On Mon, Aug 11, 2014 at 8:34 AM, Mike Dewhirst <mi...@dewhirst.com.au>
wrote:

> Apologies for cross-posting
>
> I'm getting near to open sourcing a Django project and have to choose an
> appropriate license. Can anyone help me choose?
>
> I have settled on the following requirements ...
>
> 1. Project source must be freely available for end users to view and
> download and modify and further distribute to others
>
> 2. But if user modified source is distributed the modified source must be
> freely available for others to view and download and modify and be subject
> to the identical license as the project source
>
> 3. However, if the user modified source is kept in-house and not further
> distributed the changed source may be kept private or offered back to the
> project as a patch at the whim of that user.
>
> 4. Project (and user modified) source may be combined with proprietary
> software but the project (or user mofified) source component remains
> subject to the same license. It cannot be distributed as a combined whole
> under any other license than the project license.
>
> 5. But it can be distributed as a combined whole with proprietary software
> provided the project (or user modified) source component is freely
> available for end users to view and download and further distribute to
> others under the project license even if the proprietary component is not.
>
> BTW, Django doesn't require that my project use the Django license and of
> course I won't be distributing Django.
>
> I'm leaning towards the LGPL but would appreciate feedback from anyone
> with contrary views.
>

Firstly, I am not a lawyer, and this is not legal advice.
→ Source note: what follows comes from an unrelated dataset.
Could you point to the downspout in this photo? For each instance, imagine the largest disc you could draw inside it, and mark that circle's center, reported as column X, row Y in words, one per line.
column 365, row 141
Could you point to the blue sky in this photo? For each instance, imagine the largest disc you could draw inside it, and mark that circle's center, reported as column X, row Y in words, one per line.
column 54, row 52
Sounds like you're pretty much describing the terms of the LGPL to me. LGPL
is designed to enable the sort of use case where there is a proprietary
body of code that needs to use an open source body of code; the LGPL
requires that the open source code remains open source; if modifications
are made to the open source component and distributed, the modifications
are also distributed; but the proprietary code remains proprietary.

The only caveat/warning I can think of is one of legal ambiguity when it
comes to languages like Python. LGPL was drafted in the times of languages
like C, where "linking" clearly means something. What does "linking" mean
in the context of Python? Execution? Import? It's unclear. This is a legal
ambiguity that hasn't been tested in the courts, and ultimately the terms
of a license are only as good as the first case law on the subject. This is
uncharted legal territory - I'm not aware of any case law approaching this
issue (again, IANAL, but I keep abreast of developments due to my
commitments with the DSF) - so the best you can hope for is an
interpretation that is consistent with cultural usage.
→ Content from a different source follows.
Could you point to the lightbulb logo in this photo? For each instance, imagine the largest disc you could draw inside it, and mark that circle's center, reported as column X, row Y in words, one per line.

I'd also strongly advise against using a license outside the "big 5" (GPL,
LGPL, MIT, Apache 2.0, BSD 3-clause) unless you've got a *really* good
reason (like an existing large project requirement forcing you to use MPL
or EPL). Yes, the OSI has approved dozens of licenses, but the big ones
have received the most legal scrutiny. Given that *no* license has really
been tested in the courts, you're best served sticking with one that has
had plenty of academic attention.

You also do a service to the broader community by reducing license
proliferation. If I've got 5 projects that are all BSD, I know they all
play together, and as a moderately informed developer I know what my
obligations are. A collection of BSD projects plus one LGPL project - it's
a little more complicated, but still reasonably well understood. An amalgam
of a dozen esoteric licenses? As a project author, I wouldn't be able to
guarantee that they're mutually compatible licenses, and as a user I
wouldn't feel confident knowing that I'm meeting all the obligations
imposed by the complete set of licenses.